While predominantly vegetarian, it does include chapters on seafood and poultry and “delectable desserts.” Now in its second edition, it’s available at Copperfield’s Books and through the website CeresProject.org.
Gerald Gass, the chef at McEvoy Olive Ranch in Petaluma, has given us The Olive Harvest Cookbook (2004), documenting the vision of Nan McEvoy who planted a 550-acre property with thousands of olive trees, other fruit orchards and gardens, and built a state of the art oil production facility. Maren Caruso’s stunning photos will inspire you to try Gass’ mouth-watering recipes for soups, salads, pizzas, pastas, meats and desserts, all featuring olives, olive oil, fruits, lavender and honey produced on site.

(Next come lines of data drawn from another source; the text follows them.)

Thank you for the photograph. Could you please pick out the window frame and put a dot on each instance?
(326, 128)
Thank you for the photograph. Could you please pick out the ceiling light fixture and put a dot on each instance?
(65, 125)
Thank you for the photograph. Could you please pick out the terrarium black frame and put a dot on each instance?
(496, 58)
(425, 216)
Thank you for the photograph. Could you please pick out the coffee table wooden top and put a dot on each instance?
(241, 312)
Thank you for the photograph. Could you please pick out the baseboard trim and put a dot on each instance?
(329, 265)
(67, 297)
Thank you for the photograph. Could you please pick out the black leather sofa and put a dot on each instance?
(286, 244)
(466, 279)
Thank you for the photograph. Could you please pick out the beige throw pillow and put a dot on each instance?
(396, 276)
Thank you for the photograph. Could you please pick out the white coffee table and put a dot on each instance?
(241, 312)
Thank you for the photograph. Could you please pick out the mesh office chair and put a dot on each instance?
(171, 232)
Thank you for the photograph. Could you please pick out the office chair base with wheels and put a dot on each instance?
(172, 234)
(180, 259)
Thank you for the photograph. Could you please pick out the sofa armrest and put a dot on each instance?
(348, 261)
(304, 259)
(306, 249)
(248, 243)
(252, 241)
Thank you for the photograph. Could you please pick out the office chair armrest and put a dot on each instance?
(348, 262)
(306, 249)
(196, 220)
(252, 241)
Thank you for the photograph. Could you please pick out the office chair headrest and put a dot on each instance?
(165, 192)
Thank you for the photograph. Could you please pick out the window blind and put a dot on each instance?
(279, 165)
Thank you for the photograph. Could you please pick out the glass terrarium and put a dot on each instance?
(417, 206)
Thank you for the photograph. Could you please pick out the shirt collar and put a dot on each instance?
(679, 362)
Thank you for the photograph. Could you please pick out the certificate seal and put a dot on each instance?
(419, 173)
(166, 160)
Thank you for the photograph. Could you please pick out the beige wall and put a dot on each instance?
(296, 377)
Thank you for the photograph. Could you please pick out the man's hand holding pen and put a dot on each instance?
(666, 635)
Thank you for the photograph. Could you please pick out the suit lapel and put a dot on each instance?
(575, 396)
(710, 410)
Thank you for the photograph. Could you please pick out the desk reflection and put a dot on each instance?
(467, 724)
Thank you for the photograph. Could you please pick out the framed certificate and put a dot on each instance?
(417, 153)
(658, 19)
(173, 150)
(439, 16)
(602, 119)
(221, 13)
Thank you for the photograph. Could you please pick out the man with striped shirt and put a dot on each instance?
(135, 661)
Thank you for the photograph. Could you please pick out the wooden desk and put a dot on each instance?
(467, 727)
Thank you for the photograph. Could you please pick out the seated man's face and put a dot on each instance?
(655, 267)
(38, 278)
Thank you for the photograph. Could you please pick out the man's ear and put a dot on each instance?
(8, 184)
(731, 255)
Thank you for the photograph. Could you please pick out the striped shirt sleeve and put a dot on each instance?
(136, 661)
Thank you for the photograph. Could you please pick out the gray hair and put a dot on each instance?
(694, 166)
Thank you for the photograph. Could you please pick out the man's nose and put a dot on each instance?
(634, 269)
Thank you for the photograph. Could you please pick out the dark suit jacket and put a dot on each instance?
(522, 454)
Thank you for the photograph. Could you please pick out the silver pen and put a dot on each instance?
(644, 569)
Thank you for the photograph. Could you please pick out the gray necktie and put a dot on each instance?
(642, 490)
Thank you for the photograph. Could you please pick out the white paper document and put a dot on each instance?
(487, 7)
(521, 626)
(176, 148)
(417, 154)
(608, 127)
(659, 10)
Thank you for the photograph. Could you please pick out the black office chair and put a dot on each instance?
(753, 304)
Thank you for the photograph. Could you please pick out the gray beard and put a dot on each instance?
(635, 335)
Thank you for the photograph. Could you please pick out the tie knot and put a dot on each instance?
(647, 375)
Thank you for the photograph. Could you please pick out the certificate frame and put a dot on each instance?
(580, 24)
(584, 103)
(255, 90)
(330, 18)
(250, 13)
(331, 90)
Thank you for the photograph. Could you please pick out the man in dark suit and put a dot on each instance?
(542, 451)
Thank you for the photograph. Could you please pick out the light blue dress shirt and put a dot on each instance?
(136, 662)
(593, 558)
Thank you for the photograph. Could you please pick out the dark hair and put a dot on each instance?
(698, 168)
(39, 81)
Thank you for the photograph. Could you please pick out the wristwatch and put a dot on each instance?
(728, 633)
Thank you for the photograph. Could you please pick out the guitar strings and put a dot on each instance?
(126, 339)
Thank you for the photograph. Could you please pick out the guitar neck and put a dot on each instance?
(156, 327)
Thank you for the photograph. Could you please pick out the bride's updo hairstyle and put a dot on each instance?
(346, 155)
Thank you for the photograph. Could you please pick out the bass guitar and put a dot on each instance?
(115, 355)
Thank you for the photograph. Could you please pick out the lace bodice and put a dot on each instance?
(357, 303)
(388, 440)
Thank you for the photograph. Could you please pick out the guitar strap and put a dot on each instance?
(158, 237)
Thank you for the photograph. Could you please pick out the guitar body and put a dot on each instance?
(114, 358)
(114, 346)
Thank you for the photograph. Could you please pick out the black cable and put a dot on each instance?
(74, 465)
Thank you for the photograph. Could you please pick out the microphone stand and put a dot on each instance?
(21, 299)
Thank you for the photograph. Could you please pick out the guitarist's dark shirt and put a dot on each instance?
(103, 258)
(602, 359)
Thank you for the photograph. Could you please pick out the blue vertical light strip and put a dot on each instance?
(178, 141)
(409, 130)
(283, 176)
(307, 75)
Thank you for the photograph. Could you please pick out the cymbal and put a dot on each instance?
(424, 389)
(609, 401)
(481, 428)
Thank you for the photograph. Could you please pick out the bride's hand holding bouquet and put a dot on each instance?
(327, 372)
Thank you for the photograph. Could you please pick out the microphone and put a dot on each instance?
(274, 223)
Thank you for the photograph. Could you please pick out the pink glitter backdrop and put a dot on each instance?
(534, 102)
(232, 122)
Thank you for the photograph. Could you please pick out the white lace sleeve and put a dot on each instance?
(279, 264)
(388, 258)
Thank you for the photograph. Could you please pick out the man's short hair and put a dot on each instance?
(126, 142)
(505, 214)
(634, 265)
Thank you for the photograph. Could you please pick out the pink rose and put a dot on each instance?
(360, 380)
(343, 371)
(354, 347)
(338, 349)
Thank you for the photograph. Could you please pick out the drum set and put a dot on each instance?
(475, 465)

Giving ample credit to McEvoy’s vision, to the gardeners, ranch workers and his co-chef Mark Rohrmeier, Gerald humbly offers up some beautiful cooking ideas. How about an heirloom tomato pizza tonight, with some lavender ice cream for dessert? Available online and by order at Copperfield’s books.
Also of note is the cookbook Down Home: Downtown by Jeff Mall (Zin Restaurant, Healdsburg) and Josh Silvers (Syrah Restaurant, Santa Rosa). These two chefs and long-time friends apply their own styles—Mall’s Americana comfort food and Silvers’ Paris-meets-Florence—to a side-by-side presentation of seasonal foods with photos that look good enough to eat. Available at ZinRestaurant.com
Red Beans & Rice and other Rock’n’Roll Recipes by music impresario and blues legend Johnny Otis is full of juicy morsels of music trivia and multicultural recipes provided by Johnny, his wife Phyllis, his kids and their spouses, his friends, his doctor, fellow musicians and his extended community.
It’s all here—soul food from every culture: curries, gumbos and jambalaya, latkes and wagmiza wasna (vegetarian pemmican from the Lakota Sioux), chili, tiropita, tamale pie, Senegalese couscous, chorizo, fried chicken, “good old, plain old spaghetti,” and of course, red beans and rice. Johnny and his friends and family love to cook and eat, and Johnny’s vignettes are a window into a rich and soulful life. This book is mouth-watering entertainment and a great read. Available online.
I’ve touched on a fairly wide selection of locally written cookbooks, but naturally there are many more, including those cookbooks and recipe collections published by community groups, churches, and non-profits such as Food For Thought. Visit your locally owned bookstore to find even more of these gems. Happy cooking!